A much less publicized plea for prayer came 10 days earlier when Pope Benedict pleaded with the faithful to “pray in perpetuity” for the cleansing of the Church of the sex abuse scandal and its victims.
Although he’s often more recognized for his scholarship than his prayer life, Pope Benedict has always had a deep love for prayer, especially liturgical prayer. In his memoir, Milestones, he writes about his view of the Mass as a young boy, calling it a “riveting adventure” during which he moved by degrees “into the mysterious world of the liturgy which was being enacted before us and for us there on the altar.”
Scripture is another way to enter into that exchange between God and man that is prayer, Pope Benedict says. “The whole Bible is a dialogue,” he wrote in the book, Feast of Faith:
Approaches to a Theology of the Liturgy, “on the one side, revelation, God’s words and deeds, and on the other side, man’s response in accepting the word of God and allowing himself to be led by God.”
For this reason, the Church recommends the reading of Scripture as a source of prayer. “For we speak to Him when we pray; we listen to Him when we read the divine oracles,” the Pope wrote.
Another way to learn to pray is with others, he wrote. Perhaps he was referring to his own experience when he suggests, “praying with others, with my mother for instance, by following her words, which are gradually filled out with meaning for me as I speak, live and suffer in fellowship with her. Naturally I must always be asking what these words mean.

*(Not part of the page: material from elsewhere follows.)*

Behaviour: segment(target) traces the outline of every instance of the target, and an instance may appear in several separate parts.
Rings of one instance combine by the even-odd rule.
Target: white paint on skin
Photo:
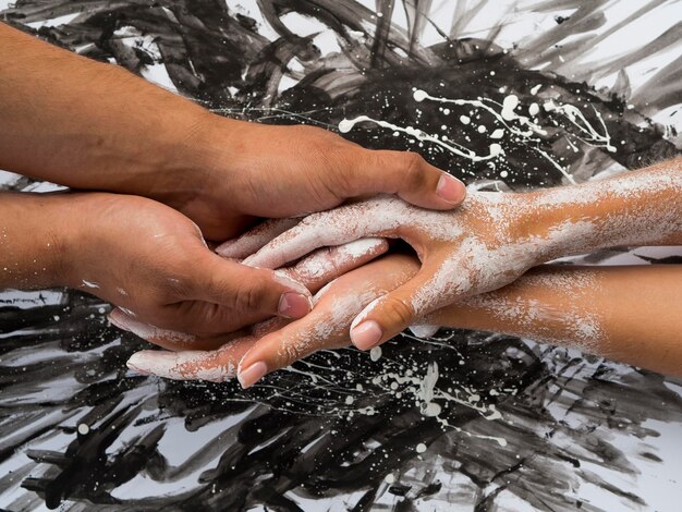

Naturally, too, I must continually ‘cash’ these words into the small change of daily life . . . I need to feel my way into these words in everything I do, in prayer, life, suffering, in my thoughts. And this very process transforms me.”
However, even when the Christian prays alone, their prayer “is always within the framework of the ‘communion of saints’ . . . whether in a public or liturgical way or in a private manner.
“The Christian, even when he is alone and prays in secret, is conscious that he always prays for the good of the Church in union with Christ, in the Holy Spirit, and together with all the saints.”